Entahkah dia yg duluan tiba di taman itu, atau saya, yang jelas kami lalu menempati sebuah bangku taman di posisi paling sepi. Agak jauh dari kerumunan banyak orang, kami duduk bercerita banyak hal, hingga entah di bahasa yang ke berapa, matanya sembab, air matanya jatuh.
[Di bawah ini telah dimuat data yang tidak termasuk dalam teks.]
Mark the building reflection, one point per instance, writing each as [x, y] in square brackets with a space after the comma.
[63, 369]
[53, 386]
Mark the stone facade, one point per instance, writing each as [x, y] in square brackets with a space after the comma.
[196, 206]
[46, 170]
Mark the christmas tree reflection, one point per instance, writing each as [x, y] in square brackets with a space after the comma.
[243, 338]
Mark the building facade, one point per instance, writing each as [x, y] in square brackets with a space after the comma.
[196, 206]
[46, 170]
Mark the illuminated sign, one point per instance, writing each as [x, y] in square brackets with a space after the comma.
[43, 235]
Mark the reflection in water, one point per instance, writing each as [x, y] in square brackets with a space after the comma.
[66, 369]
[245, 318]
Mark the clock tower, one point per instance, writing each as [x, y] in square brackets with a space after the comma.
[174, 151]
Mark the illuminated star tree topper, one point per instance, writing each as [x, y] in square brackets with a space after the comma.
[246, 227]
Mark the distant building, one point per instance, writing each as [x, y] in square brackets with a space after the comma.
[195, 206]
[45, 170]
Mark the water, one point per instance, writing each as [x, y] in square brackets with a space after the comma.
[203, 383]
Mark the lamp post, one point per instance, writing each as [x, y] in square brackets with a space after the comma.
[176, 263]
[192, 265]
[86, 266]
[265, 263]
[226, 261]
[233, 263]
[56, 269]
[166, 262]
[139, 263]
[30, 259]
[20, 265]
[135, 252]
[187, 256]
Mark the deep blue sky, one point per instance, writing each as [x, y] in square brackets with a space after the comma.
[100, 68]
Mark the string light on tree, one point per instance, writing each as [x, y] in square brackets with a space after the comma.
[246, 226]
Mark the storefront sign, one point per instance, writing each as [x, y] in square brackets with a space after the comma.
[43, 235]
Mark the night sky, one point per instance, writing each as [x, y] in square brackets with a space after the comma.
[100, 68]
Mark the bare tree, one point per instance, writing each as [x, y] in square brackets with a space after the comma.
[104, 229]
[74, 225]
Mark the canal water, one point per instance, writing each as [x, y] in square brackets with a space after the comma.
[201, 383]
Pertama kali tanganku membelai rambutnya, dan untuk pertama kali air matanya jatuh di hadapanku. Sayangnya, aku tak punya tisu waktu itu. Wanita ini sendirian di taman, beberapa detik aku beranjak pergi mencari tisu. Tak lama, kembali ke taman...Ia tak ada lagi ...
Dan saya duduk sendirian.
Hingga malam tiba, tak terlihat dirinya lagi.
Saya tidak mampu bangun dari kursi. Rasanya mau mati saja. Seperti orang yg tak memiliki apa- apa lagi.
saat hendak bangun dan kembali, sepasang tangan yang lembut menutup mata saya. ...Dengan suara yg lembut tepat di telinga saya, 'kak, marah ya...sedih ya....maaf ya ...saya pergi tanpa pamit, terlalu lama menunggu? Aku bawakan martabak loh'.... Saya lepaskan tangannya yang menutup mata saya, menepisnya sejenak lalu entahlah sedikit terisak memeluk dirinya, sambil berujar pelan,,,,'jangan pergi lagi ya?.